Wijzigingen kraamverlof, transitievergoeding en overwerk per 2019

Laatste update 11 januari 2019 Leestijd: 4 min

De wet- en regelgeving over kraam- en adoptieverlof, de hoogte van de transitievergoeding en compensatie van overwerk verandert per 2019. BOVAG zet de nieuwe regels op een rij.

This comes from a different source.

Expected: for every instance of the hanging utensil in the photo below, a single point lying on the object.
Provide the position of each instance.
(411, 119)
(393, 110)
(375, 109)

Uitbreiding kraamverlof en adoptieverlof

Het kraamverlof wordt per 1 januari 2019 een ruimer geboorteverlof. In plaats van de twee dagen betaald kraamverlof waar de partners nu nog recht op hebben, wordt dit eenmaal de wekelijkse arbeidsduur. Een werknemer die fulltime werkt krijgt dus vijf dagen betaald verlof voor de geboorte van een kind. Partners kunnen het verlof meteen opnemen, maar mogen dat ook doen in de eerste vier weken na de bevalling. Het verlof is bovendien niet alleen bedoeld voor de echtgen(o)te of geregistreerd partner van de moeder, maar ook voor degene die ongehuwd met haar samenwoont of degene die het kind heeft erkend.

Vanaf 1 januari 2019 mogen werknemers die een kind adopteren of een pleegkind in huis nemen ook langer verlof opnemen. Dit adoptie- en pleegzorgverlof is nu nog vier weken en wordt uitgebreid naar zes weken. Deze verloven gelden voor beide ouders en tijdens dit verlof heeft de werknemer recht op een uitkering ter hoogte van het (maximum) dagloon.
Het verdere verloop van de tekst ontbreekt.